Cardamomo

La pianta:
Il cardamomo appartiene alla famiglia delle Zingiberaceae (la stessa famiglia di zenzero, curcuma e galanga). La pianta assomiglia a una canna e può crescere fino a tre metri di altezza. Il fusto è ricoperto da lunghe foglie verdi, che crescono dai 30 ai 50 centimetri di lunghezza e dai 5 ai 10 centimetri di larghezza.
È una pianta tropicale che non sopravvive alle basse temperature. La sua stagione di fioritura inizia a giugno e i suoi frutti, chiamati "capsule" o "baccelli", iniziano a maturare a settembre. Il primo raccolto viene solitamente effettuato tre anni dopo la semina.
L'interno di ogni capsula è suddiviso in tre scomparti che contengono i granuli. Sono i granuli che utilizziamo in medicina, cucina e profumeria.
La storia:
Il cardamomo è una delle spezie più antiche utilizzate dall'uomo. I Veda indiani ne attestano le proprietà digestive: il cardamomo è menzionato nei Veda indiani già oltre tremila anni fa.
Fin dall'antichità, la pianta è stata esportata attraverso il Mediterraneo per le sue qualità olfattive e medicinali. In Egitto, il cardamomo veniva utilizzato in cucina, in medicina, in profumeria e persino nella fabbricazione del papiro. Pline, autore romano del I secolo a.C., Si menziona l'uso del cardamomo nel Métanpion, un antico profumo egizio. Si ritiene inoltre che Cleopatra profumasse il suo palazzo bruciando cardamomo prima di ogni visita del suo amante Marc Antoine.

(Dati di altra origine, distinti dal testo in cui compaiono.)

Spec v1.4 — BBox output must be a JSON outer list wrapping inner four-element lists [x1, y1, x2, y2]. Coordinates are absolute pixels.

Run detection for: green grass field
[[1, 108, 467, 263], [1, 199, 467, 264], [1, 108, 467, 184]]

Furono le Crociate a introdurre il cardamomo in Europa. Da lì in poi, divenne parte di due bevande ampiamente consumate: l'idromele e l'ippocrasso.
In Profumeria:
I principali produttori di cardamomo sono l'India (sulla costa del Malabar), lo Sri Lanka, il Vietnam, la Cambogia e il Guatemala.
La maggior parte della sua produzione mondiale è destinata all'industria alimentare. Viene tuttavia utilizzato anche in profumeria, seppur con molta parsimonia e cautela a causa del suo costo elevato.